X_train_fasttext = text_to_fasttext(X_train, fasttext_model, 100)
X_test_fasttext = text_to_fasttext(X_test, fasttext_model, 100)

X_train_fasttext_path, X_test_fasttext_path = save_vec_np_arrays(X_train_fasttext, X_test_fasttext, 'fasttext', 'npy')

vectorizers['fasttext'] = (X_train_fasttext_path, X_test_fasttext_path)

Можно было бы обучить модель, но датасет слишком маленький

In [13]:
%%script cmd /c ""
from gensim.models import FastText

# FastText с обучением
tokenized_train = [text.split() for text in X_train]

ft_model = FastText(
    sentences=tokenized_train,
    vector_size=100,
    window=5,
    min_count=2,
    workers=4,
    epochs=10,
    sg=1
)

def text_to_fasttext(texts, model, vector_size=100):
    vectors = []
    for text in texts:
        words = text.split()
        word_vectors = [model.wv[w] for w in words]
        if word_vectors:
            vectors.append(np.mean(word_vectors, axis=0))
        else:
            vectors.append(np.zeros(vector_size))
    return np.array(vectors)

X_train_ft_fitted = text_to_fasttext(X_train, ft_model, 100)
X_test_ft_fitted = text_to_fasttext(X_test, ft_model, 100)

create_vectors_folder('ft')

np.save('vectors/ft/X_train_ft_fitted.npy', X_train_ft_fitted)
np.save('vectors/ft/X_test_ft_fitted.npy', X_test_ft_fitted)
# ft_model.save('fasttext_fitted.model')

vectorizers['fasttext_fitted'] = ('vectors/ft/X_train_ft_fitted.npy', 'vectors/ft/X_test_ft_fitted.npy')

### Navec (GloVe)

Новее моделей RusVectores и Navec 2020 года нету.
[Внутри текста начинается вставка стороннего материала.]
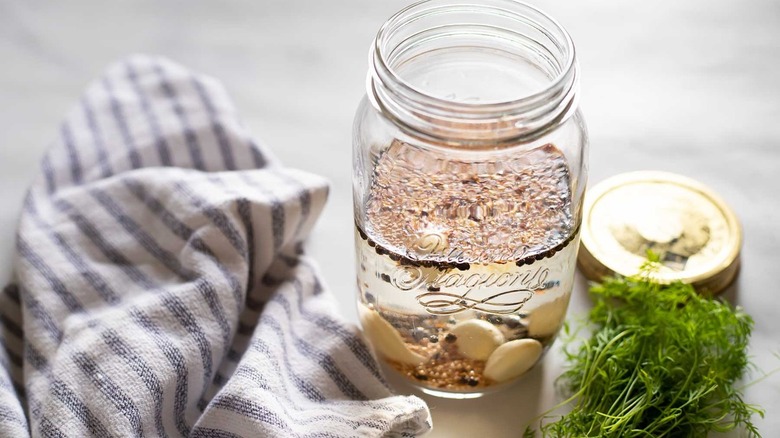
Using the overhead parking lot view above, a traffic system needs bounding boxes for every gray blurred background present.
[1,1,778,436]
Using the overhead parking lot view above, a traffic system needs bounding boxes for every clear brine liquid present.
[356,141,579,394]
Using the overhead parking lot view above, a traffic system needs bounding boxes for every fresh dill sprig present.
[526,261,764,437]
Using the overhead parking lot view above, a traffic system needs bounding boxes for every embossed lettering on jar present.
[353,0,588,398]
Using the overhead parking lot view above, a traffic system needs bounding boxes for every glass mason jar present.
[353,0,587,398]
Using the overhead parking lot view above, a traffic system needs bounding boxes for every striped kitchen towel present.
[0,55,431,437]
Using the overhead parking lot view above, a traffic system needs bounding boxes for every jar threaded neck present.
[369,0,579,147]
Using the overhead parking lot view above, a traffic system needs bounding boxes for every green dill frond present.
[527,270,763,437]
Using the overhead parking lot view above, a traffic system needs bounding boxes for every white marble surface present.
[1,0,778,436]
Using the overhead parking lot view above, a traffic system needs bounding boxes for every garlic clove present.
[359,307,426,366]
[450,319,505,360]
[484,339,543,383]
[527,296,569,338]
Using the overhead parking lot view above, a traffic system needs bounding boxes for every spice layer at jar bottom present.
[356,226,580,396]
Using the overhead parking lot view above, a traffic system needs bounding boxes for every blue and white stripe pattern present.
[0,55,431,437]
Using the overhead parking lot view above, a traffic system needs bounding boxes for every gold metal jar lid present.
[578,171,742,294]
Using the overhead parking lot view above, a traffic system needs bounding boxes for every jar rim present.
[369,0,577,115]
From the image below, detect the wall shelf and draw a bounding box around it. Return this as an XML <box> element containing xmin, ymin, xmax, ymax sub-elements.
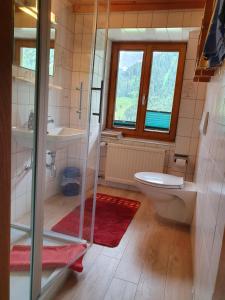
<box><xmin>194</xmin><ymin>0</ymin><xmax>218</xmax><ymax>82</ymax></box>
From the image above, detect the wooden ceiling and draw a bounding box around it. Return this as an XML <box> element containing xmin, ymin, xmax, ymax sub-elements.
<box><xmin>73</xmin><ymin>0</ymin><xmax>206</xmax><ymax>13</ymax></box>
Navec показывает лучшие метрики с меньшим размером

In [None]:
from navec import Navec

# Кинуть в папку models/vectorization/ https://github.com/natasha/navec
navec_path = 'models/vectorization/navec_hudlit_v1_12B_500K_300d_100q.tar'
navec = Navec.load(navec_path)

def text_to_navec(texts, navec_model):
    vectors = []
    for text in texts:
        words = text.split()
        word_vectors = [navec_model[v] for v in words if v in navec_model]
        if word_vectors:
            vectors.append(np.mean(word_vectors, axis=0))
        else:
            vectors.append(np.zeros(navec_model.dims))
    return np.array(vectors)

X_train_navec = text_to_navec(X_train, navec)
X_test_navec = text_to_navec(X_test, navec)
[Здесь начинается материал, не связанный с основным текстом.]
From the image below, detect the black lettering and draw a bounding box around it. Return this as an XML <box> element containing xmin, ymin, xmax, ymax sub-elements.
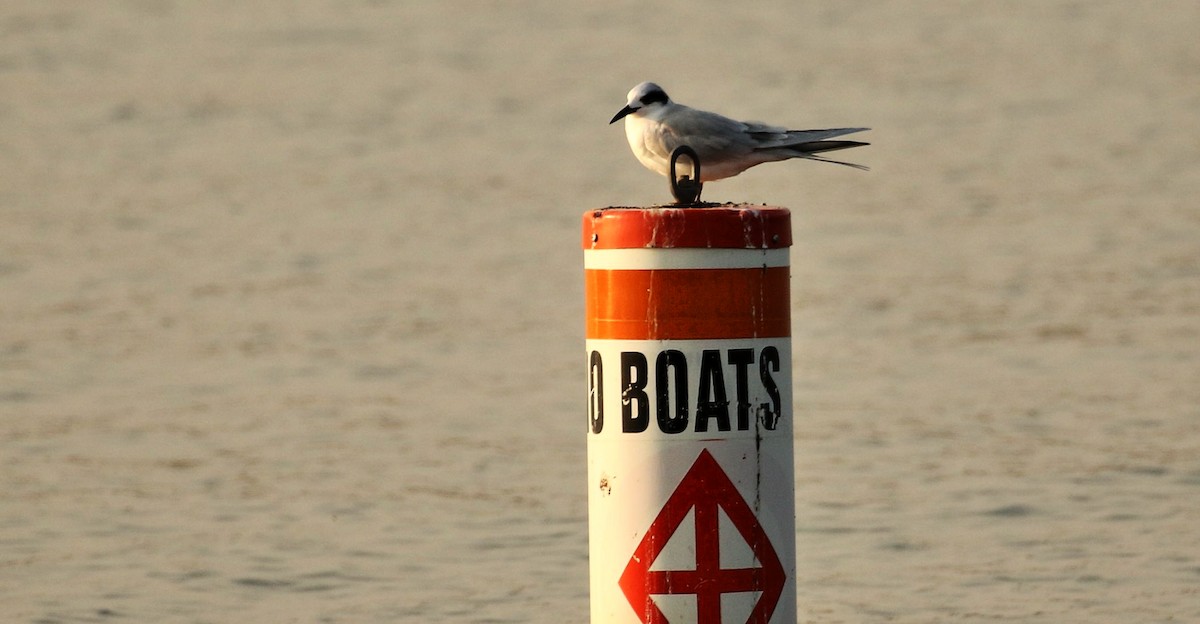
<box><xmin>588</xmin><ymin>350</ymin><xmax>604</xmax><ymax>433</ymax></box>
<box><xmin>621</xmin><ymin>352</ymin><xmax>649</xmax><ymax>433</ymax></box>
<box><xmin>696</xmin><ymin>349</ymin><xmax>731</xmax><ymax>432</ymax></box>
<box><xmin>758</xmin><ymin>346</ymin><xmax>782</xmax><ymax>430</ymax></box>
<box><xmin>727</xmin><ymin>348</ymin><xmax>754</xmax><ymax>431</ymax></box>
<box><xmin>655</xmin><ymin>350</ymin><xmax>688</xmax><ymax>434</ymax></box>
X_train_navec_path, X_test_navec_path = save_vec_np_arrays(X_train_navec, X_test_navec, 'navec', 'npy')

vectorizers['glove'] = (X_train_navec_path, X_test_navec_path)

### ruBERT (проблема, что нету uncased популярной)

In [11]:
from sentence_transformers import SentenceTransformer

rusbert_model = SentenceTransformer('sergeyzh/rubert-mini-uncased')
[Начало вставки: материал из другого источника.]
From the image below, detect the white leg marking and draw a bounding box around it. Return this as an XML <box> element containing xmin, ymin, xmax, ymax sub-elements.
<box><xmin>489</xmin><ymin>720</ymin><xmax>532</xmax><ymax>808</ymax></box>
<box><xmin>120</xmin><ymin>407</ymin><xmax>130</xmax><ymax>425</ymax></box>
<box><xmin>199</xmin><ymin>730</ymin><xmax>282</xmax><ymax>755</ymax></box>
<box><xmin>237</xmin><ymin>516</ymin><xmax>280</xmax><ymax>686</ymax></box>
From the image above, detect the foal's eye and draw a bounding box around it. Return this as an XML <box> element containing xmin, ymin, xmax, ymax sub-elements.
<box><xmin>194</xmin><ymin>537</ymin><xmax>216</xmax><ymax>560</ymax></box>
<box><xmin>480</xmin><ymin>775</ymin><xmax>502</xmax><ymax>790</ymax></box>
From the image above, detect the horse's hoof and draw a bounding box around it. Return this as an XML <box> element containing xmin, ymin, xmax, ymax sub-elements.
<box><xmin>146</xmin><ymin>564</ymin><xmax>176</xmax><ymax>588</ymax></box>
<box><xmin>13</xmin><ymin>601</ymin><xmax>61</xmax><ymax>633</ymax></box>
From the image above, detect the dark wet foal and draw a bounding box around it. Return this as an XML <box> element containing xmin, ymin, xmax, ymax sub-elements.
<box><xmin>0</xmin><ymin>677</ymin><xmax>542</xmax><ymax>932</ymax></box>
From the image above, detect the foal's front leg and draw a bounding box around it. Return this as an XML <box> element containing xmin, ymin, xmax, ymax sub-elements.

X_train_rusbert = rusbert_model.encode(list(X_train), show_progress_bar=True)
X_test_rusbert = rusbert_model.encode(list(X_test), show_progress_bar=True)

X_train_rusbert_path, X_test_rusbert_path = save_vec_np_arrays(X_train_rusbert, X_test_rusbert, 'sbert', 'npy')

vectorizers['sbert'] = (X_train_rusbert_path, X_test_rusbert_path)

Batches:   0%|          | 0/20 [00:00<?, ?it/s]

Batches:   0%|          | 0/9 [00:00<?, ?it/s]

### Сохранение

In [None]:
with open('vectors/vectorizers.pkl', 'wb') as f:
    import pickle
    pickle.dump(vectorizers, f)